Download Pytorch / Download CUDA
Other requirements are included in
requirements.txt
.
Reproducibility
At particularly high noise ratios (ex. 90% on CIFAR-10), results may vary across training runs. We are aware of this issue, and are exploring ways to yield more consistent results. We will publish any findings (consistently performant configurations, improved procedures, etc.) both in this repository and in continuations of this work.
All training configurations and parameters are controlled via the presets.json
file.
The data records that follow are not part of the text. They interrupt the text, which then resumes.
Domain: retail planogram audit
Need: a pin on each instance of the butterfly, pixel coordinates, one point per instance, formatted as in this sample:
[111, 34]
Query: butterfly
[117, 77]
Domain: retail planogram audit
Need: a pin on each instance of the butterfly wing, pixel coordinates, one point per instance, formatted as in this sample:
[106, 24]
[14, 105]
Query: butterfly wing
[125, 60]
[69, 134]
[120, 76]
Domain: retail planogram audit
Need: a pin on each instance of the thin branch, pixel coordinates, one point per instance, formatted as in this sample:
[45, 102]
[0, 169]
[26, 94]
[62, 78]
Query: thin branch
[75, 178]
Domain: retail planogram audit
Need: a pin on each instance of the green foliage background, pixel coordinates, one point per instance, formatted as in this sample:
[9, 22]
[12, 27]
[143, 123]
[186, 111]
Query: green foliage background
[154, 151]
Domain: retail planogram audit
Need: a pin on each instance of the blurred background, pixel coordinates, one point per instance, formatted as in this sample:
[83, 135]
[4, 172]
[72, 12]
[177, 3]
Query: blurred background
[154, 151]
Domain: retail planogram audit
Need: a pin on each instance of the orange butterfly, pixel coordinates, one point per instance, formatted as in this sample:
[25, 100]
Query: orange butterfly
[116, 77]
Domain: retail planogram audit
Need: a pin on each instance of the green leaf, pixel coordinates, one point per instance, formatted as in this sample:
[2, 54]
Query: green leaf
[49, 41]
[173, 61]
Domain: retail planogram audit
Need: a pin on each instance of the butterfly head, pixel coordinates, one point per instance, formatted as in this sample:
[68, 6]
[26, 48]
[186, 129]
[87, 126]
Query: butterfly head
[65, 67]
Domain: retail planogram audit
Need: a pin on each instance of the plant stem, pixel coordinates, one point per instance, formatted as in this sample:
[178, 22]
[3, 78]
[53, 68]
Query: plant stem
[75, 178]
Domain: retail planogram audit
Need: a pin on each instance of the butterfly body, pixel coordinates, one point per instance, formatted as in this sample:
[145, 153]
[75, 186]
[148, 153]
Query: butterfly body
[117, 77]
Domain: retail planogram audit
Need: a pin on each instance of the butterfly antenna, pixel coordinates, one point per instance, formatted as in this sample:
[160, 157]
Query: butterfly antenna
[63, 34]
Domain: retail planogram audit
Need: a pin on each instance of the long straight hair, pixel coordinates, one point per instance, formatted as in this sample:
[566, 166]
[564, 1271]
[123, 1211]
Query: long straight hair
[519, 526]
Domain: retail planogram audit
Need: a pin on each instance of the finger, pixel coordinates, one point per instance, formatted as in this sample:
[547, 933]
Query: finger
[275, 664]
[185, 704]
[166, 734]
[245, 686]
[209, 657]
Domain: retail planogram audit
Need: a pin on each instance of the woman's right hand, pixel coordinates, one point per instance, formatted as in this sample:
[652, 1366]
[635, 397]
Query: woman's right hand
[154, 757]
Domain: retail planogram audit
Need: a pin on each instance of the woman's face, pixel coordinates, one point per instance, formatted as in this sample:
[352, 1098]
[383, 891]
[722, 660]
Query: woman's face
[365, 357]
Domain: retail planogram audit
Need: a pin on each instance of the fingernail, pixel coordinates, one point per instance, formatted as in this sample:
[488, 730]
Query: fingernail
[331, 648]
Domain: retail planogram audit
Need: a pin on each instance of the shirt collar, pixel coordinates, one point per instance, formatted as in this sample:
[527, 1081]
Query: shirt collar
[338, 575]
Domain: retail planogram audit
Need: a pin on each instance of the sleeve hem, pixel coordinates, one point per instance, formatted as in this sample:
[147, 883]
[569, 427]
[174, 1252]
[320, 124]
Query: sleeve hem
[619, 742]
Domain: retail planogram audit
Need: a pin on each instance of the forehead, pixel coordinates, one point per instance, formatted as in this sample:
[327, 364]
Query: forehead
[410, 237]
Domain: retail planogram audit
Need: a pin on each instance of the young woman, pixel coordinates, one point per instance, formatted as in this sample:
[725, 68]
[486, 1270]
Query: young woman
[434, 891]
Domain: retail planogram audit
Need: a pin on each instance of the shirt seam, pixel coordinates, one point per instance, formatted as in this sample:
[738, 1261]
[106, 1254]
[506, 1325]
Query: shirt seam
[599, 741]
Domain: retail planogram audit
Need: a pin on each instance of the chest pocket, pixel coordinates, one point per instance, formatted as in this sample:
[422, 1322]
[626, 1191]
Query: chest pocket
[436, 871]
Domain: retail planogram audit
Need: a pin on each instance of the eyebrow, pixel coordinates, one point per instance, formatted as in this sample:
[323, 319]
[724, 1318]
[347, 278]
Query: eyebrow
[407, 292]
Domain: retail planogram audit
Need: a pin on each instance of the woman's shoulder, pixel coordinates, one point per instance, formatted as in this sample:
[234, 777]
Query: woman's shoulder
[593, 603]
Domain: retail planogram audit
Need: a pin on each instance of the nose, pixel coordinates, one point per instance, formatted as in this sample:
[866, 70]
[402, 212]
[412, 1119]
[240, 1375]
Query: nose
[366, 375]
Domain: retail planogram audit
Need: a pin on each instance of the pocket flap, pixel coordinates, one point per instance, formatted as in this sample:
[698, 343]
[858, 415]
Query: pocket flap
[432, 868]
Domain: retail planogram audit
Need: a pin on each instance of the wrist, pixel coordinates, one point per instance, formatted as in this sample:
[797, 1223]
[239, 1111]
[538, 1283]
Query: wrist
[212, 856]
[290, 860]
Configurations can contain infinite subconfigurations, and settings specified in subconfigurations always override the parent.
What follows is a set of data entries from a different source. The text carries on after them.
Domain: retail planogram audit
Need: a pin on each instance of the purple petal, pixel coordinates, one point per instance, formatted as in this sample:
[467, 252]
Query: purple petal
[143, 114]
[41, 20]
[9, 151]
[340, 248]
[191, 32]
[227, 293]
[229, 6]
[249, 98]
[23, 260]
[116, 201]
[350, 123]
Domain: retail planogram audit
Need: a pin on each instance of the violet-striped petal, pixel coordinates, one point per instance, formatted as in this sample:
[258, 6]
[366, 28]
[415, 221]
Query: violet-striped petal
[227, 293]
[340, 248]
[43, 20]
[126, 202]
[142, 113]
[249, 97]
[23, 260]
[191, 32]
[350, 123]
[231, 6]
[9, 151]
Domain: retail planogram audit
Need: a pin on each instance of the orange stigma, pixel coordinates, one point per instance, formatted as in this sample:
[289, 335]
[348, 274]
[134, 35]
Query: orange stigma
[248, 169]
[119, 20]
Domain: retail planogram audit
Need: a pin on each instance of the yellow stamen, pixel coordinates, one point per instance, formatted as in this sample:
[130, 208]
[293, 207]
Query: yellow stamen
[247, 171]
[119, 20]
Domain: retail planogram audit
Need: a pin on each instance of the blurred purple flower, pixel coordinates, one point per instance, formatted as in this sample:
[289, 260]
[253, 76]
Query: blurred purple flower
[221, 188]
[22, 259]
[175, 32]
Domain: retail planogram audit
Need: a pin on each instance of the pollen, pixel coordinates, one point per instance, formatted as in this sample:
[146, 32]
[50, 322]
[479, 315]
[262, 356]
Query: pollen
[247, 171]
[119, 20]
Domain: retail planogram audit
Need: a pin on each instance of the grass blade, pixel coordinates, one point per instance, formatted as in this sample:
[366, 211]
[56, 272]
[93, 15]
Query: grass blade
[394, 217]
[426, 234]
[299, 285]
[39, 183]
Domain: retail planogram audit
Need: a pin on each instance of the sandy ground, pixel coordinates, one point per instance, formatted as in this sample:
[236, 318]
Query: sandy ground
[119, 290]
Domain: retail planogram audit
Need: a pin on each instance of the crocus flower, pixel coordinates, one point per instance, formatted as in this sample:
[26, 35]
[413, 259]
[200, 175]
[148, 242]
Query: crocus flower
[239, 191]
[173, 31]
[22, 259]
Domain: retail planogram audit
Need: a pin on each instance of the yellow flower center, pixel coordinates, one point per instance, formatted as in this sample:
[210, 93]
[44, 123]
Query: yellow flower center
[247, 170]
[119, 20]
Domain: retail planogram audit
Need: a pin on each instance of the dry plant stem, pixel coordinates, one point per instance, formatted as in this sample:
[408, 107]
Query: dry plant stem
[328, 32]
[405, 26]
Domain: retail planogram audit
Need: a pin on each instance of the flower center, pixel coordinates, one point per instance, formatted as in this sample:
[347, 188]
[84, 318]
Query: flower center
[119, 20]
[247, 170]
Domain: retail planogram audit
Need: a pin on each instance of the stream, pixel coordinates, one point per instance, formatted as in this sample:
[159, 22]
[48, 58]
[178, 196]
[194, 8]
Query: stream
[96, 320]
To train locally, first add your local machine to the presets.json
:
{
// ... inside the root scope
"machines": { // list of machines
"localPC": { // name for your local PC, can be anything
"checkpoint_path": "./localPC_checkpoints"
}
},
"configs": {
"c10": { // cifar-10 dataset
"machines": { // list of machines
"localPC": { // local PC name
"data_path": "/path/to/your/dataset"
// path to dataset (python) downloaded from:
// https://www.cs.toronto.edu/~kriz/cifar.html
}
// ... keep all other machines unchanged
}
// ... keep all other config values unchanged
}
// ... keep all other configs unchanged
}
// ... keep all other global values unchanged
}
A "preset" is a specific configuration branch. For example, if you would like to run train_cifar.py
with the preset root -> c100 -> 90sym -> AugDesc-WS
on your machine named localPC
, you can run the following command:
python train_cifar.py --preset c100.90sym.AugDesc-WS --machine localPC
The script will begin training the preset specified by the --preset
argument. Progress will be saved in the appropriate directory in your specified checkpoint_path
. Additionally, if the --machine
flag is ommitted, the training script will look for the dataset in the data_path
inherited from parent configurations.
Here are some abbreviations used in our presets.json
:
Abbreviation | Meaning |
---|---|
c10 | CIFAR-10 |
c100 | CIFAR-100 |
c1m | Clothing1M |
sym | Symmetric Noise |
asym | Asymmetric Noise |
SAW | Strongly Augmented Warmup |
WAW | Weakly Augmented Warmup |
RandAug | RandAugment |
Citations
Please cite the following:
@InProceedings{Nishi_2021_CVPR,
author = {Nishi, Kento and Ding, Yi and Rich, Alex and {H{\"o}llerer, Tobias},
title = {Augmentation Strategies for Learning With Noisy Labels},
booktitle = {Proceedings of the IEEE/CVF Conference on Computer Vision and Pattern Recognition (CVPR)},
month = {June},
year = {2021},
pages = {8022-8031}
}
Extras
Extra bits of unsanitized code for plotting, training, etc. can be found in the Aug-for-LNL-Extras repository.
Additional Info
This repository is a fork of the official DivideMix implementation.